The treaty provides for reviews every five years and its non-nuclear weapon state members have been increasingly dismayed by the N5’s reluctance to honour their commitment. What is significant about this review conference is the emergence of a group of nations which have piloted a new nuclear weapon ban treaty at the UN.

Called the Treaty on the Prohibition of Nuclear Weapons (TPNW), the legally binding international agreement brings into focus some of the most critical global security issues – the catastrophic consequences of nuclear weapons and the often ignored humanitarian dimension.

In a rare but significant castigation, UN Secretary-General Antonio Guterres at the TPNW meeting last month denounced nuclear weapons as a “global scourge” and a “deadly reminder of countries’ inability to solve problems through dialogue and collaboration”.

The TPNW has 66 states and 86 signatories and this group will lock horns with the nuclear weapon states which remain sceptical about disarmament.
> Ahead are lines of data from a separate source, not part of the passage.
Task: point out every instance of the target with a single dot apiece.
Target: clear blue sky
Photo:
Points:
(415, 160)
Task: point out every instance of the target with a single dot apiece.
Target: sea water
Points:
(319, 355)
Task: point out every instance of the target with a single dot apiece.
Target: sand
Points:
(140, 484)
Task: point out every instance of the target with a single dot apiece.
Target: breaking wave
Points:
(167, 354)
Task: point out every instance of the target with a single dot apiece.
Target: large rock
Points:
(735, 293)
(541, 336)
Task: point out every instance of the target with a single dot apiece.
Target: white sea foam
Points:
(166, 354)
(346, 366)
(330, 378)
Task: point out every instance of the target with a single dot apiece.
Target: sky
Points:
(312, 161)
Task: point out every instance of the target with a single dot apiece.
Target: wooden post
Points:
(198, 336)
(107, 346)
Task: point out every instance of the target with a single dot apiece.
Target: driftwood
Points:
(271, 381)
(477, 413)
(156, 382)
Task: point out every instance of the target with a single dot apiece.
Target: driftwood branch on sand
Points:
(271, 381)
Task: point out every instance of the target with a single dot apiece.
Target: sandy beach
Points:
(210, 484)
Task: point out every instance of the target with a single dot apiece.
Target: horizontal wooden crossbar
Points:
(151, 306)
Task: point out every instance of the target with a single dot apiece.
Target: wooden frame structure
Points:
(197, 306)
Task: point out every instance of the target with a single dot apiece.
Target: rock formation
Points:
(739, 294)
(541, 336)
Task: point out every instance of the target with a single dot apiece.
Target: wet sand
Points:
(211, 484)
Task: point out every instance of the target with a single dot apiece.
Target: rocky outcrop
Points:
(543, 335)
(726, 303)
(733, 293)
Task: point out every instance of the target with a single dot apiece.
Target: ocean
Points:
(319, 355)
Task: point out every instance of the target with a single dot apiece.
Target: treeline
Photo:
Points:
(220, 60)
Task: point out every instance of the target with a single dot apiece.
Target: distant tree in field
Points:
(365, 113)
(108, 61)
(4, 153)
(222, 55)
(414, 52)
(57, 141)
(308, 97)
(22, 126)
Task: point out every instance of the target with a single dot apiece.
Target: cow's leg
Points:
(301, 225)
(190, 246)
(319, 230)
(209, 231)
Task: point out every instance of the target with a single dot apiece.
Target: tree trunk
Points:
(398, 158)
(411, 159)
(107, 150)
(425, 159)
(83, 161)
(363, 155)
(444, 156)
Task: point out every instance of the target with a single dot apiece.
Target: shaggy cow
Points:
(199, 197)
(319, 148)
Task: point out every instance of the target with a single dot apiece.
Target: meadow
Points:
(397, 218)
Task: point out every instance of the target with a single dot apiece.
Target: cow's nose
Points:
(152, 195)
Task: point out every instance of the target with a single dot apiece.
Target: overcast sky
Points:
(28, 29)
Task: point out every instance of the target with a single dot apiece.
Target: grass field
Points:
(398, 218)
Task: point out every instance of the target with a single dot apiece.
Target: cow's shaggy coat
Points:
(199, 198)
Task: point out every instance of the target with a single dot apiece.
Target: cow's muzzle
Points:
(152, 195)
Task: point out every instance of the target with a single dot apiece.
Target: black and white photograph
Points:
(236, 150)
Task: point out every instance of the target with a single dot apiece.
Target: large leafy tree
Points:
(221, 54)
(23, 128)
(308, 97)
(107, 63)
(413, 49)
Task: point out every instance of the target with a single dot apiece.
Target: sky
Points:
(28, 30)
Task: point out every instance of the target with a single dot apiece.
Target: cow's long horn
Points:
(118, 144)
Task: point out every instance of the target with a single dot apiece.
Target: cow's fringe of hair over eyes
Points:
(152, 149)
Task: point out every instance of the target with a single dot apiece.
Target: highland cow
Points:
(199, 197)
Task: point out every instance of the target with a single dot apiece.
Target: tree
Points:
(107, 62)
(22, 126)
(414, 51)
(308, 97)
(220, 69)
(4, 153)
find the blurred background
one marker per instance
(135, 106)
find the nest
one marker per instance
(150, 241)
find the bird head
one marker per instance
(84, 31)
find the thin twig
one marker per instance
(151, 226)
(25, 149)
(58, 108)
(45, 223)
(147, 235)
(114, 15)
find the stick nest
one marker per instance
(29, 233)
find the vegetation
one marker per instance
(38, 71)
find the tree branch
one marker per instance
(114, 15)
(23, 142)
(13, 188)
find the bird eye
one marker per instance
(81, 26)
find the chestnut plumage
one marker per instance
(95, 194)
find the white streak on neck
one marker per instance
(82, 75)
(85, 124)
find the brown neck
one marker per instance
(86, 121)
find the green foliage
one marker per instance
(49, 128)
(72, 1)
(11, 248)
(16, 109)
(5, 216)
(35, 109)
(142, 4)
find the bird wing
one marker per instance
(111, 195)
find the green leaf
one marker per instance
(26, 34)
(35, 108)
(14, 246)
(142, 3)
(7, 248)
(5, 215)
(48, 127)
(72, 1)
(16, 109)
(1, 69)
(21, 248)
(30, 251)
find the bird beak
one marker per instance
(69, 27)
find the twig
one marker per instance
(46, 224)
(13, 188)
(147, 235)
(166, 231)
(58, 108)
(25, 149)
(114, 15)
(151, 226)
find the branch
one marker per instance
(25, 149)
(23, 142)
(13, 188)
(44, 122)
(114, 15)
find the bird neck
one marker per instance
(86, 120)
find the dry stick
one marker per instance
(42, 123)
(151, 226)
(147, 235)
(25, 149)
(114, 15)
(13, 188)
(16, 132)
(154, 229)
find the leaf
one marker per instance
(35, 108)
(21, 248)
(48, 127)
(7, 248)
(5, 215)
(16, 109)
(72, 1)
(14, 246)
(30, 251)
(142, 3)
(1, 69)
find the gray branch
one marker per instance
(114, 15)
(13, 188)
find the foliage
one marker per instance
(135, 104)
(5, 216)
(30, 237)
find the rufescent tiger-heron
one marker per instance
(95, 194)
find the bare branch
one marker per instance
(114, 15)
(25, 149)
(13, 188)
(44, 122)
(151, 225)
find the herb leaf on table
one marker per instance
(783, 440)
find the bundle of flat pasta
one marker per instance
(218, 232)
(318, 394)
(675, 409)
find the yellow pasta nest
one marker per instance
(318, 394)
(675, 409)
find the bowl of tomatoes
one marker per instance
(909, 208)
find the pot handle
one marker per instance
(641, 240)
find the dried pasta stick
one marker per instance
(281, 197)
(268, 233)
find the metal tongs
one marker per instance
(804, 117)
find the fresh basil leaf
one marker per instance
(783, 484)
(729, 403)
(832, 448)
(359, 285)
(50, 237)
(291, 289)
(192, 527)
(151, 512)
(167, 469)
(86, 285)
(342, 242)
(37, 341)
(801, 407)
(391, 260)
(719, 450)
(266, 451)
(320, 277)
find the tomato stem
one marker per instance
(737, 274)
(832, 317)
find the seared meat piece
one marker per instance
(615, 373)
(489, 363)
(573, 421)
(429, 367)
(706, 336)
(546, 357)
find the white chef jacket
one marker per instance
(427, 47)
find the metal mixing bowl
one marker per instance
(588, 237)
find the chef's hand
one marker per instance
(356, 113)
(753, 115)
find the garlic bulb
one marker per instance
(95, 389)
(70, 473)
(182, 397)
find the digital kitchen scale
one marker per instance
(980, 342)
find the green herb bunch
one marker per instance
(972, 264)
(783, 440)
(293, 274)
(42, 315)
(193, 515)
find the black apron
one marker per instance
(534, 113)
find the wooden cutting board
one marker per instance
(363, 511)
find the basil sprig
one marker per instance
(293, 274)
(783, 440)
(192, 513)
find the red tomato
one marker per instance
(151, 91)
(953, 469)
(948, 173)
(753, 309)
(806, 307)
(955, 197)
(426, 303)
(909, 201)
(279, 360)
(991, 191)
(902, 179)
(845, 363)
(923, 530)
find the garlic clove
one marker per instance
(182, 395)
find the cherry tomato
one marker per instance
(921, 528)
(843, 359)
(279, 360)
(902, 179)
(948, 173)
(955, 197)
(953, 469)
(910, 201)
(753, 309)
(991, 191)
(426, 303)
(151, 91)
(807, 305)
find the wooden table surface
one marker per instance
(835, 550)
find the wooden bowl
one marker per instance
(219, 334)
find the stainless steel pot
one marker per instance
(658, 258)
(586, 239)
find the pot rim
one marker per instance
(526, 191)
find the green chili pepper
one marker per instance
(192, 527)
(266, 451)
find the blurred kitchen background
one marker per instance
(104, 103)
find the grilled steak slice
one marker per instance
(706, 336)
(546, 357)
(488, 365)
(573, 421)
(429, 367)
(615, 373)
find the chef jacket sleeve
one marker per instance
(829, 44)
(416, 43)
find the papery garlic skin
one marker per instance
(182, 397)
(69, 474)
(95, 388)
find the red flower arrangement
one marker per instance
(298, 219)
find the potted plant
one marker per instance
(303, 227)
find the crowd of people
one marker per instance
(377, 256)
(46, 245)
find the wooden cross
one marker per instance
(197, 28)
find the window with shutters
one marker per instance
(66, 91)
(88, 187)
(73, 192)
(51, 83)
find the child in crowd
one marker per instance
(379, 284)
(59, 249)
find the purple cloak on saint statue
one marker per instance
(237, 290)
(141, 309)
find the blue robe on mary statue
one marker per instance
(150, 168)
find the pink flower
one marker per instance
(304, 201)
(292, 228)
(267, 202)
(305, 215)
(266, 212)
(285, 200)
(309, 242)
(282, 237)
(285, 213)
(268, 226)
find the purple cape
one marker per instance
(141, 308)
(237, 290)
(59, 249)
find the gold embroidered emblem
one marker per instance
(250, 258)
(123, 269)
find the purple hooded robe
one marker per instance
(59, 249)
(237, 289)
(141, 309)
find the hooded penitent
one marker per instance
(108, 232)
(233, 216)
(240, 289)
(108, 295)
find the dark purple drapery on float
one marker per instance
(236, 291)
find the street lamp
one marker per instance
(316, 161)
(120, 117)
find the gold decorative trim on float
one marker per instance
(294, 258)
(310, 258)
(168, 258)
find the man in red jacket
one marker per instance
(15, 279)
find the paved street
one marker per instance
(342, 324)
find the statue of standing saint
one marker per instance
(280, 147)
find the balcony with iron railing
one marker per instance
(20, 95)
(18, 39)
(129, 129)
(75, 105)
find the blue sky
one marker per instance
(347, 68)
The divide within the N5 will further exacerbate matters at the NPT Review Conference.

The war in Ukraine has revealed the depth of animosity and hostility between the US and its allies against Russia, and this is further compounded by US-China tensions. The US and Russia have the largest nuclear arsenals, followed by China, whose arsenal is at a distant third – but ramping up.

Japanese Prime Minister Fumio Kishida is expected to address the NPT Review Conference and this will be deeply symbolic, given that he represented Hiroshima as a legislator. Japan has an anomalous position, wherein Tokyo remains wedded to nuclear disarmament but is constrained to accept the US nuclear umbrella for its security.

The global nuclear reality is that the nuclear weapon states refuse to reduce the salience of nuclear weapons in their security doctrines and, on the contrary, are increasing the size and lethality of their arsenals.

The post-Cold War lesson internalised by vulnerable nations is that the possession of nuclear weapons is an insurance against regime change, and that Iraq and Ukraine are illustrative examples. Hence Iran and North Korea pose a challenge to the binary of the nuclear non-proliferation treaty, and thus Kishida’s determination to serve as a bridge between nuclear-weapon states and non-nuclear-weapon states in striving for a world without nuclear weapons may remain unrealised.

Major-power dissonance is growing across the spectrum and the sagacity of leadership is inversely proportional to the scale of the challenge. Short-term domestic agendas are driving decision-making and, in this disturbing geopolitical flux, the need to quarantine the nuclear weapon to its core mission of deterrence is critical and urgent. One can only hope that the 10th NPT Review Conference does not crash and burn.